U.S. markets and stock exchange traded funds rebounded Tuesday after suffering its steepest decline since Black Monday 1987, as the Federal Reserve engaged more aggressive measures to bolster liquidity and the Trump administration spitballed additional stimulus measures.

On Tuesday, the Invesco QQQ Trust (NASDAQ: QQQ) increased 4.9%, SPDR Dow Jones Industrial Average ETF (NYSEArca: DIA) rose 1.9%, and SPDR S&P 500 ETF (NYSEArca: SPY) gained 2.8%.

The Fed revealed it would start a lending facility to support short-term commercial debt markets, reassuring companies that there will be enough short-term funds, which should provide banks with enough confidence to lend longer-term, the Wall Street Journal reports.

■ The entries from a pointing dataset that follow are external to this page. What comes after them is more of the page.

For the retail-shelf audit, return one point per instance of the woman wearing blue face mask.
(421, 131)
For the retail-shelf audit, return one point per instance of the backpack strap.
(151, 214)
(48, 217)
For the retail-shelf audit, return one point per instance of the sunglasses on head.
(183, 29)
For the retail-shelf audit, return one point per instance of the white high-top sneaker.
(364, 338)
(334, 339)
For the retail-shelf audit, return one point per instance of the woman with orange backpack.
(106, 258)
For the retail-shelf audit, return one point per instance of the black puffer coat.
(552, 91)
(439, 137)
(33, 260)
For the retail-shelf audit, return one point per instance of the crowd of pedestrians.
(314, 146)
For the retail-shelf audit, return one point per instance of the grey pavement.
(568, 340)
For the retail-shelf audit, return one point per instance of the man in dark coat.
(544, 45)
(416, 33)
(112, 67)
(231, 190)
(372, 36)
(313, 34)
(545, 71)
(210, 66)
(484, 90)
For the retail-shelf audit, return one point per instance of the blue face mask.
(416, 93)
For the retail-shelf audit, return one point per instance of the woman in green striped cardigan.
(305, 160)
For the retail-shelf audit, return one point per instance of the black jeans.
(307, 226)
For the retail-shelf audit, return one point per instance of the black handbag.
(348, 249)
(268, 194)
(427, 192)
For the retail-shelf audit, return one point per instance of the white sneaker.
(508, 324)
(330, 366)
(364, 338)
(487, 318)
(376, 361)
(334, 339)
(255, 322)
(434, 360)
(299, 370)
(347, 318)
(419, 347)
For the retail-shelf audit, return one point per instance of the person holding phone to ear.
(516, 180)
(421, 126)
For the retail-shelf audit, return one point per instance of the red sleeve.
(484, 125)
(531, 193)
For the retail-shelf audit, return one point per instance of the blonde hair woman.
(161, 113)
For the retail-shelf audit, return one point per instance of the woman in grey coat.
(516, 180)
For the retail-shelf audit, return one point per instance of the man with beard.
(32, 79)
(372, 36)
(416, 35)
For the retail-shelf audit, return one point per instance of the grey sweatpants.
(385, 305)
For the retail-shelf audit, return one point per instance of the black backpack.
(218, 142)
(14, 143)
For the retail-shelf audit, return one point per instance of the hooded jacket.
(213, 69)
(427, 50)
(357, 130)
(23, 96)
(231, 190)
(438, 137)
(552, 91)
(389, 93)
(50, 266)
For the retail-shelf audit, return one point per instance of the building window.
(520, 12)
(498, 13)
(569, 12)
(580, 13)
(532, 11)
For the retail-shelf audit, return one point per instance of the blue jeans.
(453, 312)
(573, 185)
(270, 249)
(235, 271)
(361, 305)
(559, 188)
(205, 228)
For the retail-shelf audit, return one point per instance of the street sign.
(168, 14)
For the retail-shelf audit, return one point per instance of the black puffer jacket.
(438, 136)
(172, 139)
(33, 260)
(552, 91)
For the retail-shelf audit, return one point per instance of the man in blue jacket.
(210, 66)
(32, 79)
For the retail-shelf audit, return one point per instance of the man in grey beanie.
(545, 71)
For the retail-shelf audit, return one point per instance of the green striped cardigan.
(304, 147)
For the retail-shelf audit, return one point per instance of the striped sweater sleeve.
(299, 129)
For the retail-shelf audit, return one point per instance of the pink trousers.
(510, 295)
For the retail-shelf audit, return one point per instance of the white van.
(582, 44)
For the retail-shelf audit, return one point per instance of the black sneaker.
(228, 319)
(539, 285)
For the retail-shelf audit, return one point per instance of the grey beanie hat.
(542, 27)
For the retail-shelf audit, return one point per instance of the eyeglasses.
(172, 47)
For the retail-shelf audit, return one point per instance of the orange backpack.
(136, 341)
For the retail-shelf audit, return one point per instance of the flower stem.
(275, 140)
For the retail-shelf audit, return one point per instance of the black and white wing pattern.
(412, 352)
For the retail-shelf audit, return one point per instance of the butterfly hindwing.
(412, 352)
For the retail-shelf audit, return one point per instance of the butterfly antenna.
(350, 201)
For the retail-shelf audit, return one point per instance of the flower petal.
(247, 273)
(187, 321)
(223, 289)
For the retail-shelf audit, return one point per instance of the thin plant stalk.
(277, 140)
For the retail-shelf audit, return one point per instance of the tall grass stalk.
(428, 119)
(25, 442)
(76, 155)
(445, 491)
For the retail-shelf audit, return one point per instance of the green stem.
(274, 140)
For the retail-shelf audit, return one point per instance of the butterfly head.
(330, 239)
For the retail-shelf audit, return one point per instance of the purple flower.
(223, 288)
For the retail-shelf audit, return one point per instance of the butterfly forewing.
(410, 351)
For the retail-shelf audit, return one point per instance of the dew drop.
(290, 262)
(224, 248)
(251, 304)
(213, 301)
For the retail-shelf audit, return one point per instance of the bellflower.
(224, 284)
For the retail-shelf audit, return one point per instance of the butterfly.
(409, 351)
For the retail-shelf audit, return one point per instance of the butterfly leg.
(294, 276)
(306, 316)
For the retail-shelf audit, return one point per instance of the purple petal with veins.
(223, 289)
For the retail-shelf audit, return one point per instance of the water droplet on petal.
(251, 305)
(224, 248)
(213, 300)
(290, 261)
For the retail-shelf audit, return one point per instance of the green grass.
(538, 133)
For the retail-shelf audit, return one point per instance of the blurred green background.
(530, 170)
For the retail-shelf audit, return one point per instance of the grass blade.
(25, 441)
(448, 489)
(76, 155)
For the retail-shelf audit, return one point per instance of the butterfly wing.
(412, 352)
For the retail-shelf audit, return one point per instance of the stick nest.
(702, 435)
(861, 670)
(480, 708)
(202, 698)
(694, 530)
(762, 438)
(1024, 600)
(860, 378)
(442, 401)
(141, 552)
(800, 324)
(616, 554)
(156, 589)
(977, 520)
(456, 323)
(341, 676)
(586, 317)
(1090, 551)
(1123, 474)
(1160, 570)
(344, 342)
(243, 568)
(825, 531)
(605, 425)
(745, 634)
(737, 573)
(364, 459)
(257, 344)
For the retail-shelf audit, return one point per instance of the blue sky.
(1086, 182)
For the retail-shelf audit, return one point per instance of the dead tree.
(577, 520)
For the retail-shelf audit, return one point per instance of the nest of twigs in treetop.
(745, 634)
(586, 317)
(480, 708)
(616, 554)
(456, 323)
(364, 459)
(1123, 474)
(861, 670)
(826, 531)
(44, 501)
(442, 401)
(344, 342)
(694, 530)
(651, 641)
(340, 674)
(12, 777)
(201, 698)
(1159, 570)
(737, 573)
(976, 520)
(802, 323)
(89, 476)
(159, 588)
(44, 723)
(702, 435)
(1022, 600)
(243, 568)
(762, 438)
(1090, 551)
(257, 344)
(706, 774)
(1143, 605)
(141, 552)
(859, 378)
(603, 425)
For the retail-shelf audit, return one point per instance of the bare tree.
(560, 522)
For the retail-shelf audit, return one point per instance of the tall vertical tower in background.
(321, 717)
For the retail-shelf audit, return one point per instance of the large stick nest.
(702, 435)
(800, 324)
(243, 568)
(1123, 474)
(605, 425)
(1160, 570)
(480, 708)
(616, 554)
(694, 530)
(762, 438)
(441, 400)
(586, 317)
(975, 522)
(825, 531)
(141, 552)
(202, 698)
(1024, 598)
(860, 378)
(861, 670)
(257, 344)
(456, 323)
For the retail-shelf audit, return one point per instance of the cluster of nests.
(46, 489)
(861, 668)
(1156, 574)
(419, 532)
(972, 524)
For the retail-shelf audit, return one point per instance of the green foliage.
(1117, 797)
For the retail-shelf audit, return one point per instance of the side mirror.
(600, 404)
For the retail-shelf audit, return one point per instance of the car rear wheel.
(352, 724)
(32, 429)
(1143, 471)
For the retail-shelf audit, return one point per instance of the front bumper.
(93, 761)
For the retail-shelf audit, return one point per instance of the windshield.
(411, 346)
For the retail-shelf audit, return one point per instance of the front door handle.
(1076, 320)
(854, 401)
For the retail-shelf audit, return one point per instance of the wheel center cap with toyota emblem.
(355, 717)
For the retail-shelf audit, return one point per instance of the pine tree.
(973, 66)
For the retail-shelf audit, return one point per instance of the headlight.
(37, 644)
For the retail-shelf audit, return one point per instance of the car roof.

“The story of the day is the Fed responding to the funding tightness in the credit markets and restarting their commercial paper facility,” David Joy, chief market strategist at Ameriprise Financial, told the WSJ. “That really has seemed to alleviate a lot of the pressure in the markets, both in the funding markets, short term credit, as well as equities.”

The central bank’s restart of financial-crisis purchases of short-term debt follows other emergency measures already taken, including cutting interest rates to near zero, which sent the main indices plummeting 12% on Monday due to concerns that the Fed may have little options left if conditions were to worsen.

Further adding to the optimism that the government is actively pursuing fiscal stimulus as a means to prop up the economy, U.S. Treasury Secretary Steven Mnuchin outlined a stimulus package of about $850 billion.

“The reason why we’re seeing volatility is because we do need the double-barrel shotgun here,” Diane Jaffee, senior portfolio manager at TCW for the relative value equities team, told the WSJ. “We need not just monetary policy but we need fiscal response.”